Create a new dataframe my merging your street addresses with your census data. It would be nice to marge on census tract code, but your addresses data does **not** have a census tract on them! **This is where things get a little crazy.**

### Adding census tract codes to addresses

We went ahead and geocoded many addresses in Milwaukee to create `addresses_geocoded.csv`. You'll need to add a new column using QGIS that adds in the address's census tract.

The QGIS command **Join attributes by location** will merge datasets that geographically overlap each other. If you have one layer that's a list of lat/lon points and one layer that's a shapefile with census tract information, **join attributes by location** can create a new layer of lat/lon points that also has census tract information.

You can export the result by right clicking the layer, selecting **Export As** and making sure the output is another CSV.

### Merging

Now you'll have three datasets:

* Addresses and pothole fill ties
* Census data according with census tract codes
* Addresses with census tract codes

You'll need to merge them each together to create one whole dataset.

# Linear regression

Using the `statsmodels` package, run a linear regression to find the coefficient relating percent minority and pothole fill times.

Translate that into the form **"every X percentage point change in the minority population translates to a Y change in pot hole fill times"**

Do you feel comfortable that someone can understand that? Can you reword it to make it more easily understandable?

# Other methods of explanation

While the regression is technically correct, it just does't sound very nice.
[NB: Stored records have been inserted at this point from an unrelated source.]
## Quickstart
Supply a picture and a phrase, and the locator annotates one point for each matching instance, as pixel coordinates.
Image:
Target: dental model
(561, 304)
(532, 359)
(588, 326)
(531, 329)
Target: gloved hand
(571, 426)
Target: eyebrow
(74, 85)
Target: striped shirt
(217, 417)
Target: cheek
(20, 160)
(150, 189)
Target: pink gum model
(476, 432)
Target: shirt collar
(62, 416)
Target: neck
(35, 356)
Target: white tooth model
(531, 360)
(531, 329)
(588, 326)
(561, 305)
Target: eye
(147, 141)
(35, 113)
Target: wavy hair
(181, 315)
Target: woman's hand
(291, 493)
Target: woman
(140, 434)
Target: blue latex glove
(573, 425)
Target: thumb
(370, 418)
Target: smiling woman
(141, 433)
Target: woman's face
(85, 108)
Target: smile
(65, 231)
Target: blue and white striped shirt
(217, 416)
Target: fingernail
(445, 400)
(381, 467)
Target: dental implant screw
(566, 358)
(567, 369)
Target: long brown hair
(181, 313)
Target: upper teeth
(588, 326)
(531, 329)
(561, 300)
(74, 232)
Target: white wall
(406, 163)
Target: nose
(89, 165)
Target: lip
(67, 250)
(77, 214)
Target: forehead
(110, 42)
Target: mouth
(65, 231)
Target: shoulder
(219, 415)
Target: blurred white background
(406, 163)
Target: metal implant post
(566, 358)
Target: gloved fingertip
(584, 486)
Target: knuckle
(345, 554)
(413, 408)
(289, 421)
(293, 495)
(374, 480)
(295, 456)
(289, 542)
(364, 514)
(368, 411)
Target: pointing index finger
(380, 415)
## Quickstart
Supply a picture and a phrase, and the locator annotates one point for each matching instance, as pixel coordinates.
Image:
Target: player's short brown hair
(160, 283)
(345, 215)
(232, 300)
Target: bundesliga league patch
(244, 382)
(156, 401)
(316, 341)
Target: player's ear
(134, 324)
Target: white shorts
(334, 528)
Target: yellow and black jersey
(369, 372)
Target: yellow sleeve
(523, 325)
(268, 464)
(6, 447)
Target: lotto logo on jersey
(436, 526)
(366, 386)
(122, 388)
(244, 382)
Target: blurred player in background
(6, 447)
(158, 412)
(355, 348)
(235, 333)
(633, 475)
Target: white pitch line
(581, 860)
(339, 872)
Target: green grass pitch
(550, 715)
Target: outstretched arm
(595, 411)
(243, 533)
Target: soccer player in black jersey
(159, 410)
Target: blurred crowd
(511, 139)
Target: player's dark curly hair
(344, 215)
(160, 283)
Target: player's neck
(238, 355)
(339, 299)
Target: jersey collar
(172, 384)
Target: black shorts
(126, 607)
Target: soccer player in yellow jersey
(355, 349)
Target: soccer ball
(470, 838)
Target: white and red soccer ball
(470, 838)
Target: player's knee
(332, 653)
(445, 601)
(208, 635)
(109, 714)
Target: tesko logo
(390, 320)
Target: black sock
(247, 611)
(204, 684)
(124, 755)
What other options do we have?

## What's the average wait to fill a pothole between majority-white and majority-minority census tracts?

You'll need to create a new column to specify whether the census tract is majority White or not.

## How does the average wait time to fill a pothole change as more minorities live in an area?

* **Tip:** Use `.cut` or `.qcut` to split the percent minority (or white) into a few different bins.

# Bonus: Income

`R12216226_SL140.csv` contains income data for each census tract in Wisconsin. Add it into your analysis.

If you run a multivariate regression also including income, how does this change things?